Bay Cities Guaranty Building

Known As
Crocker Building, Art Deco
Architect
Walker and Eisen
Built
1929
Designated
December 13, 2004
Location
221-225 Santa Monica Boulevard
Santa Monica, CA 90401

This 12-story Art Deco office tower, built in 1929, was for over forty years the only high-rise in the city. Visible from many parts of Santa Monica, it is the city’s most prominent designated landmark.

The Bay Cities Guaranty Building takes its name from the firm that built it to serve as its headquarters—Bay Cities Guaranty and Loan Association. Mostly forgotten now, the firm was the leading lending institution in Santa Monica during the late 1920s and helped to finance the vast boom in real estate development that came with dramatic population growth during that decade.

The building’s location was an excellent choice for the firm’s flagship, situated on what was then the principle access route from Los Angeles in the city’s central business district. Bay Cities Guaranty selected Walker and Eisen, a prominent Southern California architectural firm known for well-appointed office buildings, banks, and hotels, to design the tower.

Though classically trained, by the late 1920s Walker and Eisen were designing in the Art Deco style, popular for its modern aesthetic and optimistic affirmation of technological progress. Art Deco architecture frequently stressed verticality and that is the case here, where alternating wide and narrow pylons, running the full length of the building, as well as recessed, vertically stacked windows emphasize upward movement. The Art Deco tendency towards stylized, geometric forms is also seen in the zigzag pattern along the cornice, as well as in the use of a chevron pattern in the space between upper story windows. (It is interesting to compare these simplified motifs with those seen on the Mayfair Theatre just across the street where, also in 1929, a radically different architectural style was employed.) The Bay Cities Building is especially striking for its four-story stepped clock tower faced in terra-cotta tile.

When the building opened in January, 1930 the Outlook newspaper declared it “a step forward in the advancement of the business section of Santa Monica and a vast change in Santa Monica’s skyline.” At least the latter was true. Soon after the structure opened, Bay Cities Guaranty and Trust Company plunged into financial crisis and folded as the stock market crash of 1929 reverberated here in Santa Monica.
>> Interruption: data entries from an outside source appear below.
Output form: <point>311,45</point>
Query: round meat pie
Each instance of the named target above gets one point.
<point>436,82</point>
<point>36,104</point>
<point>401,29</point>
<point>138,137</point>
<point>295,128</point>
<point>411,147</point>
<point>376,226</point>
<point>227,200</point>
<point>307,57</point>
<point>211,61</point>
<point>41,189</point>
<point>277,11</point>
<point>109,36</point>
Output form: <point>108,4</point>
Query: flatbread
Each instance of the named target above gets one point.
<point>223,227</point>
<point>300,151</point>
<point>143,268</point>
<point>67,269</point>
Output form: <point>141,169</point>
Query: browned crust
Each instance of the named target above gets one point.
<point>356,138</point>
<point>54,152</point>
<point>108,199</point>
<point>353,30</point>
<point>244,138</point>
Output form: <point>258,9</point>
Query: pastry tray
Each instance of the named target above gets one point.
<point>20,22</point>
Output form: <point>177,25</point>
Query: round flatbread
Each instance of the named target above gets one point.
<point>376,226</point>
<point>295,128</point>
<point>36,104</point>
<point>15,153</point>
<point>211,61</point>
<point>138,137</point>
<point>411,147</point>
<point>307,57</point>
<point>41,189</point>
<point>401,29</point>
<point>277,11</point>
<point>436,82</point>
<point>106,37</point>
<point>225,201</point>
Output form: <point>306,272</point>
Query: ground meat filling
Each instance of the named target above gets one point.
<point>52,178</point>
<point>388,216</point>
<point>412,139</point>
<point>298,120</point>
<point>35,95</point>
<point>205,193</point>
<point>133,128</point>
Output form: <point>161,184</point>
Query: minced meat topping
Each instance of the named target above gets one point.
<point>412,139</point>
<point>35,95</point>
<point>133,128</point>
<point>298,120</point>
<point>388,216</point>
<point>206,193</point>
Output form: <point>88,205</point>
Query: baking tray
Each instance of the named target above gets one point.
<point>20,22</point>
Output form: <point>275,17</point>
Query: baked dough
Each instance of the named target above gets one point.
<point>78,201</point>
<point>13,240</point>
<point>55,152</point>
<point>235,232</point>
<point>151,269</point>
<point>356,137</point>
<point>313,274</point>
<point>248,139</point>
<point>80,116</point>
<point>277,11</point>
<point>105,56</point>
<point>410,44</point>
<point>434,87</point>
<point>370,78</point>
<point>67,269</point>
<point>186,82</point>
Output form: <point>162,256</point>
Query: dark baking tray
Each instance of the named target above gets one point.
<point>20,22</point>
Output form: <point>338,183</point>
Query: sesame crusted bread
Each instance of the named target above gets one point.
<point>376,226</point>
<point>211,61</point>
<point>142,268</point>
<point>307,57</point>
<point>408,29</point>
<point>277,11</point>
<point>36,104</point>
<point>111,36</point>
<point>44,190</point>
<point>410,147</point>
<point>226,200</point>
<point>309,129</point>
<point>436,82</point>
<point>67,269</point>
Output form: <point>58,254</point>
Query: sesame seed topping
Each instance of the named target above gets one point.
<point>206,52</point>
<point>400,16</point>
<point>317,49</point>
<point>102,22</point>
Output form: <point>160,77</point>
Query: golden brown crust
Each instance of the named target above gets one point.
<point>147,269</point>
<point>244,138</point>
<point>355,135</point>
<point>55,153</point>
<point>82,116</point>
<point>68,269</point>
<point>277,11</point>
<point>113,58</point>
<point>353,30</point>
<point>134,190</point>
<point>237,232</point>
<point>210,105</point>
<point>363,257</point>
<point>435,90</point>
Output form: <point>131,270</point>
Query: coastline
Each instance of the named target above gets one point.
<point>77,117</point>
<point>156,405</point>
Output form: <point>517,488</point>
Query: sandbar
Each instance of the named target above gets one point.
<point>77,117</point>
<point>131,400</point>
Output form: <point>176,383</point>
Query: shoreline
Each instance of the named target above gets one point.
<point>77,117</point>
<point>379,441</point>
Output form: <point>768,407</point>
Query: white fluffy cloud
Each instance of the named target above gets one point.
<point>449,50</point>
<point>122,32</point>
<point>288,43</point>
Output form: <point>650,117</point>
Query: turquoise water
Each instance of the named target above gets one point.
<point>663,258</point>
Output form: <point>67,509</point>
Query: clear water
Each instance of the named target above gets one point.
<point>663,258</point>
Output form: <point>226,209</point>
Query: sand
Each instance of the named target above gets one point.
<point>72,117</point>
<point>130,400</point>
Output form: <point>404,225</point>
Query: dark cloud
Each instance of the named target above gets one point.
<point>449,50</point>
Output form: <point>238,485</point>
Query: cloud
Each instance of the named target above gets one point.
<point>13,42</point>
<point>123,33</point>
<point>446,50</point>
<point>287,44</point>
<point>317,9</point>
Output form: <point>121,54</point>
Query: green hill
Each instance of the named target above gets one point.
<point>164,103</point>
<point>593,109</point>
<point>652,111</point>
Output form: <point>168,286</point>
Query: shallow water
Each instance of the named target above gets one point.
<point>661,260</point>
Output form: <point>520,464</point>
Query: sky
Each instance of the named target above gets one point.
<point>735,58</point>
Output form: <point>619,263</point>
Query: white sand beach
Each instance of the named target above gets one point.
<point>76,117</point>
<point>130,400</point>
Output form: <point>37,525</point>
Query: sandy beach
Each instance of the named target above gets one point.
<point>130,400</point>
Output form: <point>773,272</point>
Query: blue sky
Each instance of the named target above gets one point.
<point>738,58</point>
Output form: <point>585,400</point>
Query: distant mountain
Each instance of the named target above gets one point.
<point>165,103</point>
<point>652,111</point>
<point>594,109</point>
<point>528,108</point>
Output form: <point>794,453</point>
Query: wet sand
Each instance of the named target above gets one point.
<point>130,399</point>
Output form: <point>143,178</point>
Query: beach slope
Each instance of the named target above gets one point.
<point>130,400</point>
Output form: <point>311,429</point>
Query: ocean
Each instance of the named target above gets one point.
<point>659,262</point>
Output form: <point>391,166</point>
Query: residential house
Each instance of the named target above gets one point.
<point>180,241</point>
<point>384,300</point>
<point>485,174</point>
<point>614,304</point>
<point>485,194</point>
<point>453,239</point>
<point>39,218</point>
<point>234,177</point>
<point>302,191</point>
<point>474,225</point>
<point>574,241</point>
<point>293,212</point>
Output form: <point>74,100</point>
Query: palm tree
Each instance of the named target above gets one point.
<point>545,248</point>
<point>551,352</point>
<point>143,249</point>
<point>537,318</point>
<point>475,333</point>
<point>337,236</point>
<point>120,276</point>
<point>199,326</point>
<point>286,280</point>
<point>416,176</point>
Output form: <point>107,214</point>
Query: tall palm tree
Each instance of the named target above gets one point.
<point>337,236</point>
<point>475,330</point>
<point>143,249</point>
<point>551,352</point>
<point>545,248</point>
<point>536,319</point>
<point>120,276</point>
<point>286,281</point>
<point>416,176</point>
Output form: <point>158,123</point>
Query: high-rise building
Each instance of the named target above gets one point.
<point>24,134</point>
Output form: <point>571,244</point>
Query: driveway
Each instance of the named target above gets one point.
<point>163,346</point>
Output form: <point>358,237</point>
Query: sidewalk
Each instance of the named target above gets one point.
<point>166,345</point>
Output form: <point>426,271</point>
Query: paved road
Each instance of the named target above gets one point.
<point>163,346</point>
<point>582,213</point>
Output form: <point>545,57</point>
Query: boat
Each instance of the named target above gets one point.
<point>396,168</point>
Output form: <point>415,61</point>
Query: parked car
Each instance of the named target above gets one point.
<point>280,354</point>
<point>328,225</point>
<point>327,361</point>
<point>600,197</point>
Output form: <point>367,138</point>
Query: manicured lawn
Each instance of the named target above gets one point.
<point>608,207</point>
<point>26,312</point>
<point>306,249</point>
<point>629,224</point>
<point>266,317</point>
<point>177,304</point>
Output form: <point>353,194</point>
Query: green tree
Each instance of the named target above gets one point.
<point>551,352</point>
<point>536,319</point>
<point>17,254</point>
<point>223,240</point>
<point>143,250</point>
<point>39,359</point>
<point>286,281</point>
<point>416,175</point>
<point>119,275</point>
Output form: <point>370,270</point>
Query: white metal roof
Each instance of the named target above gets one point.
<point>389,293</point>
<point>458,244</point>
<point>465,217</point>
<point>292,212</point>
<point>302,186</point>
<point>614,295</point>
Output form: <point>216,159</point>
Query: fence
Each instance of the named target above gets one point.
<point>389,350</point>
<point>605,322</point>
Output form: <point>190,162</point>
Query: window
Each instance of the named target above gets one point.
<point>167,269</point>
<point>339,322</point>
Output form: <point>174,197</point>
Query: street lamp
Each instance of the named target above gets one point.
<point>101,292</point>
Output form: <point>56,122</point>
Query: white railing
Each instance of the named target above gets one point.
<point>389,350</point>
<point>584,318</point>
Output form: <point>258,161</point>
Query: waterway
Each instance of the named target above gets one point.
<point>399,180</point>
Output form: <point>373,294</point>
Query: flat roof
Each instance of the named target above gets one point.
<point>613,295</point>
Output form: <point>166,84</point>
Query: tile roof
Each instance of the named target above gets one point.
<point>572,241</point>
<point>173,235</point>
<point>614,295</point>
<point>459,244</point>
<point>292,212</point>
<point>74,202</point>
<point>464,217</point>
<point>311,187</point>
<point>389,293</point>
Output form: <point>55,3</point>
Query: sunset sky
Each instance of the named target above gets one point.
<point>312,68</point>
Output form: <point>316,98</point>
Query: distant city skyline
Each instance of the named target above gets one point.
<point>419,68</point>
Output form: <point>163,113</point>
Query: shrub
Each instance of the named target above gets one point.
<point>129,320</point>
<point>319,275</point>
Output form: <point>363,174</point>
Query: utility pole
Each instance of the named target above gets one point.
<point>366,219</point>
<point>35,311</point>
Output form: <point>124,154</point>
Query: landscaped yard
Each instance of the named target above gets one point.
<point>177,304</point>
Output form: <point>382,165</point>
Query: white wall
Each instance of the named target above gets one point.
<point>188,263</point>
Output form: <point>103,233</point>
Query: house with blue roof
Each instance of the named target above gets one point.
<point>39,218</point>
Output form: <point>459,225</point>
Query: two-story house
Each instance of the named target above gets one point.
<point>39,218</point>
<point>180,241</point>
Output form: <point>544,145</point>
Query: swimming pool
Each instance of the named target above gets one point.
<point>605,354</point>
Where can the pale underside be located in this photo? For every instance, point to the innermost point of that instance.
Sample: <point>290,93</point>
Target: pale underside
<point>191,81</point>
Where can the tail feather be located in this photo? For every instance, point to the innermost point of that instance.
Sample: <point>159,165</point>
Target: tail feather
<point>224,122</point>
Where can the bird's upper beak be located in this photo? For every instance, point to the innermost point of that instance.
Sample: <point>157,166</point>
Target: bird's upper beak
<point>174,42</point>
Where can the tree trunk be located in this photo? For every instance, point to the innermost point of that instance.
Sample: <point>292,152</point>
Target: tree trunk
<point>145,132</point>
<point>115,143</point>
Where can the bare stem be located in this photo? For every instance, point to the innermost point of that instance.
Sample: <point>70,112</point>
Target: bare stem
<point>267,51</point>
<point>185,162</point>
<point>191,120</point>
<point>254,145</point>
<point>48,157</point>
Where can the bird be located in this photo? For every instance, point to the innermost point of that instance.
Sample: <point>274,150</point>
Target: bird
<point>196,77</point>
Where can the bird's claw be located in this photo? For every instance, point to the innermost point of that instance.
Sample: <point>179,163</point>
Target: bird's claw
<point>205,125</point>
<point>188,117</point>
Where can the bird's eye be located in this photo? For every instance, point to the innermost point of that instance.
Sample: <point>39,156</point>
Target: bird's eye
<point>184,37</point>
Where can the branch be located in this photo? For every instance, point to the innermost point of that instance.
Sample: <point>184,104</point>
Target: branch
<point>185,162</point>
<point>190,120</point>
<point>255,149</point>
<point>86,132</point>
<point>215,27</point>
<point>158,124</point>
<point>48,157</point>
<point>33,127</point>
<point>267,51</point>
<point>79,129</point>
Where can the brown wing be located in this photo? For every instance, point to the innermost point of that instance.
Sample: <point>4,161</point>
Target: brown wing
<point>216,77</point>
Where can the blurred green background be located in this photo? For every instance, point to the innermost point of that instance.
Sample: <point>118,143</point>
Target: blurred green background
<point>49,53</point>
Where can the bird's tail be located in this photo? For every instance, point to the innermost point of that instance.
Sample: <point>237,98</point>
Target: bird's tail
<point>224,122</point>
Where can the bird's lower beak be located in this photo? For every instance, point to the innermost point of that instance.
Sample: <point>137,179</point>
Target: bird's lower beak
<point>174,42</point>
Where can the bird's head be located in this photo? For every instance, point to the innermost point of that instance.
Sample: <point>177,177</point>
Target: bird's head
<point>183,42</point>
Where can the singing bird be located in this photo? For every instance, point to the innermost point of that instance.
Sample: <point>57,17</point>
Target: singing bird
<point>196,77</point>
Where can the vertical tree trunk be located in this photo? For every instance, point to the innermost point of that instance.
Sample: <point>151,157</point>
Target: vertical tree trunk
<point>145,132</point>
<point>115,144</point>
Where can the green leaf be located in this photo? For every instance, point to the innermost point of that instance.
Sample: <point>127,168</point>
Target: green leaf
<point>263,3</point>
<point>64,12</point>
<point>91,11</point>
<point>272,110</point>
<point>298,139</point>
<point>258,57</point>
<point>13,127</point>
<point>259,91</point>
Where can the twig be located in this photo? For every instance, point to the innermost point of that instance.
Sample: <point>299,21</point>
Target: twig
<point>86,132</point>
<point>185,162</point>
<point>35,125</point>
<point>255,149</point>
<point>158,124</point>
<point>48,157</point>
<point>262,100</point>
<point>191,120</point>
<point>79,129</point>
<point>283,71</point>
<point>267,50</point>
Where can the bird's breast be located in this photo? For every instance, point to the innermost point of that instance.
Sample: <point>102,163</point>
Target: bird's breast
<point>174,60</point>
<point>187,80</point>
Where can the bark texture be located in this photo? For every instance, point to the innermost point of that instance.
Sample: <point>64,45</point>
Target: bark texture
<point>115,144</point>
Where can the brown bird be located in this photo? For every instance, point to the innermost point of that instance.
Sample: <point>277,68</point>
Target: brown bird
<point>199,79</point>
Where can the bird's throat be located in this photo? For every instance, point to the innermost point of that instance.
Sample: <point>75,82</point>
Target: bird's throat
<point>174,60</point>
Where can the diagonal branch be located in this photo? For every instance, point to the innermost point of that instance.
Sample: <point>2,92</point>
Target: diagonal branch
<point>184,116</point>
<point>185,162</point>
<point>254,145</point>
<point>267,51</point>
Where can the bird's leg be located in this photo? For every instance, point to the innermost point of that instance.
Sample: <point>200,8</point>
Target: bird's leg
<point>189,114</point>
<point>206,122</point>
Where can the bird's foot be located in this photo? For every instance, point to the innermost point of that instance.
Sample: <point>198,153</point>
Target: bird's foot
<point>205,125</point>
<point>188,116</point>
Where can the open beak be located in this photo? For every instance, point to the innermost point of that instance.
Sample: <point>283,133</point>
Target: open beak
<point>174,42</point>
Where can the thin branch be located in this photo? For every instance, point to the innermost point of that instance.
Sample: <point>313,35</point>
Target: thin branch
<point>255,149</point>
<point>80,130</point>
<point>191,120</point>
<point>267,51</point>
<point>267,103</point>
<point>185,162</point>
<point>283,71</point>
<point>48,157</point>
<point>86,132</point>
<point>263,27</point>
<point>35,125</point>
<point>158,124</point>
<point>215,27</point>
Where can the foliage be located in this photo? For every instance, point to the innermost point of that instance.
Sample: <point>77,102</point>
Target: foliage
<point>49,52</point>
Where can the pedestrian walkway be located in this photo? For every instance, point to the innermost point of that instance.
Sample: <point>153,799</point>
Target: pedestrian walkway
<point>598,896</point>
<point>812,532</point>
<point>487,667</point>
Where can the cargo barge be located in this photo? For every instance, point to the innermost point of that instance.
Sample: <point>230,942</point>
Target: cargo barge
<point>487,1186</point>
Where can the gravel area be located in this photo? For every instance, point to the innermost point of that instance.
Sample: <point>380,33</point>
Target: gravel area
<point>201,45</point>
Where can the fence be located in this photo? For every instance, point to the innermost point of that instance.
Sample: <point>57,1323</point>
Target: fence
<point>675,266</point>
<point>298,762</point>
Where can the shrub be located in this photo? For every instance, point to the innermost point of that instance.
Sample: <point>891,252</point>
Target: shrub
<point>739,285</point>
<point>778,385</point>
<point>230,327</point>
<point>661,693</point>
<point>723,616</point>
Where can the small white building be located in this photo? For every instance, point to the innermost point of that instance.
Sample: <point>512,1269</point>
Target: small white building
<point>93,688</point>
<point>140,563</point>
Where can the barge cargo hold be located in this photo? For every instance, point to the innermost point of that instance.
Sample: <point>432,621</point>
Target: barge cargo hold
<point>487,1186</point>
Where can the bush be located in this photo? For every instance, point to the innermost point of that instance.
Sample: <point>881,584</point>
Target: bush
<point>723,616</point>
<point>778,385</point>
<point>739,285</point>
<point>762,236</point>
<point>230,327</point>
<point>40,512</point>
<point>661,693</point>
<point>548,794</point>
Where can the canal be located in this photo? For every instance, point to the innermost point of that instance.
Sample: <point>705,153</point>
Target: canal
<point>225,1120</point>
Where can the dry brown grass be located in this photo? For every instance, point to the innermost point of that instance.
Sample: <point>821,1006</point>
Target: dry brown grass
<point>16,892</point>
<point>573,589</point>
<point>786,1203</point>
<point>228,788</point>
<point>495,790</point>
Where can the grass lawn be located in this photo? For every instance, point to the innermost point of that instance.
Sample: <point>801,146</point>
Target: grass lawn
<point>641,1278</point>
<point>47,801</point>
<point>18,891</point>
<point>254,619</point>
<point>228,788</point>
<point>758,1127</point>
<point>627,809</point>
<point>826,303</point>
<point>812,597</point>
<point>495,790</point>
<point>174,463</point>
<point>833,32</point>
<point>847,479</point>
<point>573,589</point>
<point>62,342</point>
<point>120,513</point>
The sophisticated and modern high-rise lived on however, and over the ensuing decades housed numerous medical, dental, law, and other offices. In the process the Bay Cities Building underwent many modifications. Happily, a recent renovation has restored much of its former integrity, allowing the tower to reclaim its rightful place at the heart of the central business district.

Sources:

  1. Carla Breeze. American Art Deco: Architecture and Regionalism. New York: W.W. Norton, 2003.
  2. Outlook, May 17, 1975.
  3. Ave Pildas. Art Deco Los Angeles. New York: Harper & Row, 1977.
  4. Santa Monica Historical Resources Inventory, 1985-1986. Vol. 1. City of Santa Monica, Building and Safety Department.
  5. Staff Report for 225 Santa Monica Boulevard. City of Santa Monica, Planning Division.